Il ne s’agit donc pas de faire évoluer seulement les véhicules, mais bien les chaînes logistiques dans leur ensemble : les optimiser non plus uniquement en fonction des coûts, mais également de leur empreinte carbone. Car tous les modes de transport ne se valent pas. 

L’intensité carbone au cœur de l’équation 

Le facteur-clé réside dans l’intensité carbone, c’est-à-dire : la quantité de CO2 émise par tonne de marchandise transportée et par kilomètre parcouru. Or l’équation est plus complexe qu’il n’y paraît de prime abord. 

Source ADEME

Avec leurs énormes moteurs au fioul ou au diesel, les navires de commerce sont dans l’absolu les véhicules les plus émetteurs de gaz à effet de serre. Cependant, grâce à leur gigantesque capacité d’emport, ils constituent quand même l’un des modes les moins « carbone intensif » pour les échanges à très grande distance. De même, si le transport routier est de loin le mode le plus intensif, il reste irremplaçable dans de nombreuses situations – par exemple pour la logistique des premiers et derniers kilomètres : impossible de construire toutes les usines autour d’un port ; ou d’assurer la livraison des colis en train jusqu’à chacun de leurs destinataires… 
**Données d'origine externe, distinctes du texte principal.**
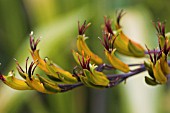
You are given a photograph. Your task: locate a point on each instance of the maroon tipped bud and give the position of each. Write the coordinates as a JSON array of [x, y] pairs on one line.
[[33, 43], [1, 77], [160, 28], [108, 25], [83, 28], [120, 14], [84, 62], [108, 41]]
La solution du report modal 

Dans ce contexte, la stratégie consiste à développer la multimodalité. C’est-à-dire :  

  1. considérer, à chaque maillon de la chaine logistique, quel est le mode le plus efficace ;
  2. connecter et organiser les réseaux de transports en conséquence ;
  3. s’assurer que les marchandises puissent passer d’un mode à l’autre de façon fluide et efficace. 

 

En Europe, l’optimisation de ce schéma passe en grande partie par le report modal. Ce dernier consiste à remplacer autant que possible le trafic routier à longue distance (notamment les trajets internationaux) par du fret fluvial et ferroviaire …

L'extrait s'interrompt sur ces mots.